Aenea había amado a otro hombre. Habían estado casados. Ella aún debía de estar casada, pues no había mencionado el divorcio ni la muerte. Había tenido un hijo.

No sé cómo mi negligencia no me llevó a la muerte en las frenéticas horas que pasé en el risco helado del este de Jo-kung y Hsuan'k'ung Ssu, pero no lo hizo. Al fin recobré el juicio y regresé por los riscos y los cables fijos, para estar en el templo al romper el alba.

Amaba a Aenea. Ella era mi querida amiga.

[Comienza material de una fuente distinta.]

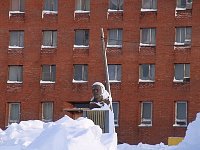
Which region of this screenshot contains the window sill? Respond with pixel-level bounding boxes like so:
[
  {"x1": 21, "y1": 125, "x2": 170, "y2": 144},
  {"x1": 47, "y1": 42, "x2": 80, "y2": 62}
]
[
  {"x1": 72, "y1": 79, "x2": 88, "y2": 83},
  {"x1": 141, "y1": 8, "x2": 157, "y2": 12},
  {"x1": 173, "y1": 124, "x2": 187, "y2": 128},
  {"x1": 138, "y1": 124, "x2": 152, "y2": 127},
  {"x1": 40, "y1": 80, "x2": 55, "y2": 84},
  {"x1": 7, "y1": 80, "x2": 23, "y2": 84}
]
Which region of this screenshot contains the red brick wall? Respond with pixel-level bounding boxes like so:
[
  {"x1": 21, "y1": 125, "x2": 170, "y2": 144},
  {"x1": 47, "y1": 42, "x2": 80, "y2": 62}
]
[{"x1": 0, "y1": 0, "x2": 200, "y2": 144}]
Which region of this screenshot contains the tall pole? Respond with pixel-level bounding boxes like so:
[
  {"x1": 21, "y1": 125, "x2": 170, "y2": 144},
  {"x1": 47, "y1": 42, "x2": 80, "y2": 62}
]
[{"x1": 101, "y1": 28, "x2": 112, "y2": 110}]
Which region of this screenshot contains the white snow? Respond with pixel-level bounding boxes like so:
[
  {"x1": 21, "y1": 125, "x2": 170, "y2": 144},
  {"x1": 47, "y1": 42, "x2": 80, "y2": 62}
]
[{"x1": 0, "y1": 113, "x2": 200, "y2": 150}]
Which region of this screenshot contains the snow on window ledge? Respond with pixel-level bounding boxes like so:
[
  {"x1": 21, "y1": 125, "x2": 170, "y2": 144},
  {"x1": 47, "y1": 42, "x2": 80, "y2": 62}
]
[
  {"x1": 139, "y1": 79, "x2": 155, "y2": 83},
  {"x1": 107, "y1": 45, "x2": 122, "y2": 48},
  {"x1": 41, "y1": 45, "x2": 56, "y2": 49},
  {"x1": 74, "y1": 10, "x2": 90, "y2": 14},
  {"x1": 7, "y1": 80, "x2": 23, "y2": 84},
  {"x1": 72, "y1": 79, "x2": 88, "y2": 83},
  {"x1": 74, "y1": 45, "x2": 89, "y2": 48},
  {"x1": 140, "y1": 43, "x2": 156, "y2": 47},
  {"x1": 138, "y1": 124, "x2": 152, "y2": 127},
  {"x1": 42, "y1": 10, "x2": 58, "y2": 18},
  {"x1": 40, "y1": 80, "x2": 55, "y2": 84},
  {"x1": 173, "y1": 123, "x2": 187, "y2": 127},
  {"x1": 141, "y1": 8, "x2": 157, "y2": 12}
]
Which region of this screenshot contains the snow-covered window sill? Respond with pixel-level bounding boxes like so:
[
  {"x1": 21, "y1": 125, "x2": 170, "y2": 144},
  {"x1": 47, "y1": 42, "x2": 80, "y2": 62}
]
[
  {"x1": 72, "y1": 79, "x2": 88, "y2": 83},
  {"x1": 108, "y1": 9, "x2": 124, "y2": 13},
  {"x1": 138, "y1": 124, "x2": 152, "y2": 127},
  {"x1": 140, "y1": 43, "x2": 156, "y2": 47},
  {"x1": 107, "y1": 45, "x2": 122, "y2": 48},
  {"x1": 41, "y1": 45, "x2": 57, "y2": 49},
  {"x1": 173, "y1": 124, "x2": 187, "y2": 127},
  {"x1": 7, "y1": 80, "x2": 23, "y2": 84},
  {"x1": 74, "y1": 10, "x2": 90, "y2": 14},
  {"x1": 141, "y1": 8, "x2": 157, "y2": 12},
  {"x1": 74, "y1": 45, "x2": 89, "y2": 48},
  {"x1": 139, "y1": 79, "x2": 155, "y2": 83},
  {"x1": 40, "y1": 80, "x2": 55, "y2": 84}
]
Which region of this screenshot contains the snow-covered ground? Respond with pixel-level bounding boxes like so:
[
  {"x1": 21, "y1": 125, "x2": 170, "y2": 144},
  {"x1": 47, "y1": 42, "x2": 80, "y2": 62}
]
[{"x1": 0, "y1": 113, "x2": 200, "y2": 150}]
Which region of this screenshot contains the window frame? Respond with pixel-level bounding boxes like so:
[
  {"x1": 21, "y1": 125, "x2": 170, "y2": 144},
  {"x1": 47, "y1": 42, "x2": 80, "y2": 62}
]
[
  {"x1": 41, "y1": 30, "x2": 58, "y2": 48},
  {"x1": 7, "y1": 65, "x2": 23, "y2": 83},
  {"x1": 174, "y1": 26, "x2": 192, "y2": 46},
  {"x1": 74, "y1": 29, "x2": 90, "y2": 48},
  {"x1": 173, "y1": 63, "x2": 190, "y2": 82},
  {"x1": 75, "y1": 0, "x2": 90, "y2": 13},
  {"x1": 40, "y1": 64, "x2": 56, "y2": 83},
  {"x1": 140, "y1": 28, "x2": 156, "y2": 46},
  {"x1": 139, "y1": 64, "x2": 156, "y2": 82},
  {"x1": 107, "y1": 28, "x2": 123, "y2": 48},
  {"x1": 139, "y1": 101, "x2": 153, "y2": 127},
  {"x1": 72, "y1": 64, "x2": 88, "y2": 83},
  {"x1": 173, "y1": 101, "x2": 188, "y2": 127},
  {"x1": 41, "y1": 101, "x2": 54, "y2": 122},
  {"x1": 108, "y1": 64, "x2": 122, "y2": 82},
  {"x1": 8, "y1": 30, "x2": 24, "y2": 49},
  {"x1": 8, "y1": 102, "x2": 21, "y2": 125},
  {"x1": 141, "y1": 0, "x2": 157, "y2": 12}
]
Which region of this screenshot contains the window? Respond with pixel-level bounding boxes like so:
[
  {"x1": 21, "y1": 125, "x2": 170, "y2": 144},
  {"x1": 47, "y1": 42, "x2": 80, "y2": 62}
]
[
  {"x1": 42, "y1": 65, "x2": 56, "y2": 82},
  {"x1": 174, "y1": 64, "x2": 190, "y2": 82},
  {"x1": 74, "y1": 65, "x2": 88, "y2": 81},
  {"x1": 9, "y1": 31, "x2": 24, "y2": 48},
  {"x1": 42, "y1": 31, "x2": 57, "y2": 48},
  {"x1": 174, "y1": 101, "x2": 187, "y2": 126},
  {"x1": 42, "y1": 102, "x2": 53, "y2": 122},
  {"x1": 108, "y1": 65, "x2": 121, "y2": 82},
  {"x1": 8, "y1": 103, "x2": 20, "y2": 124},
  {"x1": 142, "y1": 0, "x2": 157, "y2": 9},
  {"x1": 11, "y1": 0, "x2": 24, "y2": 12},
  {"x1": 140, "y1": 28, "x2": 156, "y2": 46},
  {"x1": 112, "y1": 102, "x2": 119, "y2": 126},
  {"x1": 44, "y1": 0, "x2": 58, "y2": 11},
  {"x1": 140, "y1": 102, "x2": 152, "y2": 126},
  {"x1": 109, "y1": 0, "x2": 124, "y2": 10},
  {"x1": 107, "y1": 29, "x2": 122, "y2": 47},
  {"x1": 139, "y1": 64, "x2": 155, "y2": 82},
  {"x1": 74, "y1": 30, "x2": 89, "y2": 47},
  {"x1": 7, "y1": 65, "x2": 23, "y2": 83},
  {"x1": 75, "y1": 0, "x2": 90, "y2": 11},
  {"x1": 176, "y1": 0, "x2": 192, "y2": 9},
  {"x1": 175, "y1": 27, "x2": 192, "y2": 45}
]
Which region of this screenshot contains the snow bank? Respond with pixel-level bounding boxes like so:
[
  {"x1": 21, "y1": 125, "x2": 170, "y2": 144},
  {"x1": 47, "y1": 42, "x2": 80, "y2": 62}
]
[{"x1": 0, "y1": 116, "x2": 117, "y2": 150}]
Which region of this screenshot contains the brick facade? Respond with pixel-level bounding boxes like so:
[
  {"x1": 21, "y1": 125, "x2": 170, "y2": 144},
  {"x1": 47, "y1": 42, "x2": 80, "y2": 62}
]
[{"x1": 0, "y1": 0, "x2": 200, "y2": 144}]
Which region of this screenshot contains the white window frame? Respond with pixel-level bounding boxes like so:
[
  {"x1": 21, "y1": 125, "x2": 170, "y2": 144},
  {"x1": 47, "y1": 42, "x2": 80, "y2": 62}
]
[
  {"x1": 173, "y1": 101, "x2": 188, "y2": 127},
  {"x1": 72, "y1": 64, "x2": 88, "y2": 83},
  {"x1": 141, "y1": 0, "x2": 157, "y2": 12},
  {"x1": 112, "y1": 102, "x2": 119, "y2": 127},
  {"x1": 75, "y1": 0, "x2": 90, "y2": 13},
  {"x1": 173, "y1": 63, "x2": 190, "y2": 82},
  {"x1": 140, "y1": 28, "x2": 156, "y2": 46},
  {"x1": 8, "y1": 102, "x2": 21, "y2": 125},
  {"x1": 40, "y1": 64, "x2": 56, "y2": 83},
  {"x1": 139, "y1": 101, "x2": 153, "y2": 127},
  {"x1": 74, "y1": 29, "x2": 90, "y2": 48},
  {"x1": 42, "y1": 102, "x2": 54, "y2": 122},
  {"x1": 108, "y1": 64, "x2": 122, "y2": 82},
  {"x1": 139, "y1": 64, "x2": 155, "y2": 82},
  {"x1": 7, "y1": 65, "x2": 23, "y2": 83},
  {"x1": 107, "y1": 28, "x2": 123, "y2": 48},
  {"x1": 174, "y1": 27, "x2": 192, "y2": 46},
  {"x1": 8, "y1": 30, "x2": 24, "y2": 49},
  {"x1": 41, "y1": 30, "x2": 58, "y2": 48}
]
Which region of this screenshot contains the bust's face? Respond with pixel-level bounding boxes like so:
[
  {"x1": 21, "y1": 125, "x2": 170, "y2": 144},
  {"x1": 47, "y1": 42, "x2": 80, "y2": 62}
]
[{"x1": 92, "y1": 85, "x2": 102, "y2": 98}]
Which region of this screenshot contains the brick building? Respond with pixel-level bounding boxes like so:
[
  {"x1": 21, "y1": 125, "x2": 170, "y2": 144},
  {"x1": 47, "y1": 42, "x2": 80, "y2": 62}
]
[{"x1": 0, "y1": 0, "x2": 200, "y2": 144}]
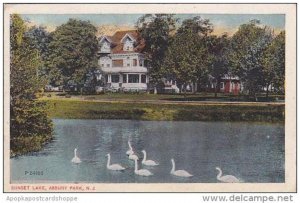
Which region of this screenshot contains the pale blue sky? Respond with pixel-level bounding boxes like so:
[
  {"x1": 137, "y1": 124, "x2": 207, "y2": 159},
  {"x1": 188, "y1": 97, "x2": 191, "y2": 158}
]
[{"x1": 22, "y1": 14, "x2": 285, "y2": 29}]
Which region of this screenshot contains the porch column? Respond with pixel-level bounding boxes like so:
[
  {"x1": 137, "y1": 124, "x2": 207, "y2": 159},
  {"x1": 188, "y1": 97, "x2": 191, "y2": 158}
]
[{"x1": 108, "y1": 74, "x2": 111, "y2": 83}]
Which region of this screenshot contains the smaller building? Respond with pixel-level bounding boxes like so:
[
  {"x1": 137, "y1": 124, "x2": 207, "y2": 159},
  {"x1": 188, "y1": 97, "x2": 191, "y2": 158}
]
[{"x1": 219, "y1": 75, "x2": 243, "y2": 95}]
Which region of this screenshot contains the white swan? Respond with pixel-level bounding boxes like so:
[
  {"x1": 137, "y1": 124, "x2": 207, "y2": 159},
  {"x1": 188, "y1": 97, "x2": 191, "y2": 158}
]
[
  {"x1": 126, "y1": 141, "x2": 134, "y2": 156},
  {"x1": 142, "y1": 150, "x2": 159, "y2": 166},
  {"x1": 134, "y1": 159, "x2": 153, "y2": 176},
  {"x1": 71, "y1": 148, "x2": 81, "y2": 164},
  {"x1": 106, "y1": 154, "x2": 125, "y2": 171},
  {"x1": 216, "y1": 167, "x2": 242, "y2": 183},
  {"x1": 170, "y1": 159, "x2": 193, "y2": 177},
  {"x1": 128, "y1": 154, "x2": 139, "y2": 160}
]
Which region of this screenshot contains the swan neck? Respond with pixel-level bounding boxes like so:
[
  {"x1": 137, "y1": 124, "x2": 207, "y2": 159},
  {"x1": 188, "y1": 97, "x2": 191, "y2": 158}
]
[
  {"x1": 143, "y1": 152, "x2": 147, "y2": 161},
  {"x1": 128, "y1": 142, "x2": 132, "y2": 151},
  {"x1": 217, "y1": 169, "x2": 222, "y2": 179},
  {"x1": 106, "y1": 155, "x2": 110, "y2": 167},
  {"x1": 134, "y1": 159, "x2": 138, "y2": 172},
  {"x1": 171, "y1": 160, "x2": 175, "y2": 173}
]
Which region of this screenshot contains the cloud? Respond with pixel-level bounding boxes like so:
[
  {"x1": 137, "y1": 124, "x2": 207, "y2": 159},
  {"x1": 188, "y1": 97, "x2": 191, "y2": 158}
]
[
  {"x1": 25, "y1": 20, "x2": 57, "y2": 32},
  {"x1": 96, "y1": 24, "x2": 135, "y2": 37}
]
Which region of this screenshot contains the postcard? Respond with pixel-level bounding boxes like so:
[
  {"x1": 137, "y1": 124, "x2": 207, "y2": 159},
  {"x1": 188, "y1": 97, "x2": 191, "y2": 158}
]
[{"x1": 3, "y1": 4, "x2": 296, "y2": 193}]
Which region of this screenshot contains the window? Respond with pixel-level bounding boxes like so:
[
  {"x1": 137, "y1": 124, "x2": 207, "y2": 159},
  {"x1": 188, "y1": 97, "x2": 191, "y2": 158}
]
[
  {"x1": 220, "y1": 82, "x2": 224, "y2": 89},
  {"x1": 123, "y1": 74, "x2": 127, "y2": 83},
  {"x1": 141, "y1": 75, "x2": 146, "y2": 83},
  {"x1": 111, "y1": 75, "x2": 120, "y2": 83},
  {"x1": 132, "y1": 59, "x2": 137, "y2": 66},
  {"x1": 128, "y1": 74, "x2": 139, "y2": 83},
  {"x1": 112, "y1": 59, "x2": 123, "y2": 67}
]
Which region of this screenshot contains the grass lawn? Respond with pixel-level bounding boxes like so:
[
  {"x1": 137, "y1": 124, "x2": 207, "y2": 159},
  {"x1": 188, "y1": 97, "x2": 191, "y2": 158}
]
[
  {"x1": 42, "y1": 97, "x2": 285, "y2": 122},
  {"x1": 44, "y1": 92, "x2": 284, "y2": 101}
]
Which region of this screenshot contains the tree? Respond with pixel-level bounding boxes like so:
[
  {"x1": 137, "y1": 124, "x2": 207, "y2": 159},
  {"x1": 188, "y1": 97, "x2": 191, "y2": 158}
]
[
  {"x1": 163, "y1": 33, "x2": 206, "y2": 95},
  {"x1": 10, "y1": 14, "x2": 52, "y2": 154},
  {"x1": 207, "y1": 34, "x2": 230, "y2": 97},
  {"x1": 47, "y1": 19, "x2": 98, "y2": 87},
  {"x1": 230, "y1": 20, "x2": 272, "y2": 97},
  {"x1": 25, "y1": 26, "x2": 52, "y2": 80},
  {"x1": 136, "y1": 14, "x2": 177, "y2": 93},
  {"x1": 263, "y1": 31, "x2": 285, "y2": 97},
  {"x1": 177, "y1": 16, "x2": 213, "y2": 37},
  {"x1": 164, "y1": 16, "x2": 212, "y2": 94}
]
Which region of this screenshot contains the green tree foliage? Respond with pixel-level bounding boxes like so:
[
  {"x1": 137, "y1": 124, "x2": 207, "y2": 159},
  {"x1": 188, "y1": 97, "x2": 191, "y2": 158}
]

Daría mi vida por protegerla.

Ese mismo día se me presentaría la oportunidad de demostrarlo, un hecho inevitable desencadenado por los acontecimientos que se desarrollaron poco después de mi regreso al Templo Suspendido en el Aire y nuestra partida hacia el este.

Poco después del alba, en la vieja gompa que estaba bajo el Falo de Shiva, ahora convertido en enclave cristiano, el cardenal Mustafa, la almirante Marget Wu, el padre Farrell, el arzobispo Breque, el padre LeBlanc, Rhadamanth Nemes y sus dos clones se reunieron en una conferencia. En verdad, eran los humanos quienes celebraban la conferencia, mientras Nemes y sus clones guardaban silencio mirando por la ventana las nubes que aureolaban el Lago de las Nutrias, al pie del pico Shivling.

—¿Estamos seguros de que la nave renegada
Rafael
está destruida? —preguntó el gran inquisidor.

—Absolutamente —le dijo la almirante Wu—. Aunque destruyó siete de nuestros arcángeles de línea antes de caer. —Sacudió la cabeza—. De Soya era un táctico brillante. Fue una auténtica obra del Maligno que se volviera apóstata.

El padre Farrell se inclinó sobre la bruñida mesa de madera de bonsai.

—¿Y no hay posibilidades de que De Soya o los demás hayan sobrevivido?

La almirante Wu se encogió de hombros.

—Fue una batalla orbital. Dejamos que el
Rafael
entrara en el espacio cislunar antes de activar la trampa. Miles de escombros entraron en la atmósfera, en general de nuestras desafortunadas naves. Al parecer ninguno de los nuestros sobrevivió, pues no hemos detectado señales. Si algunos tripulantes de De Soya escaparon, es probable que sus cápsulas cayeran en los mares ponzoñosos.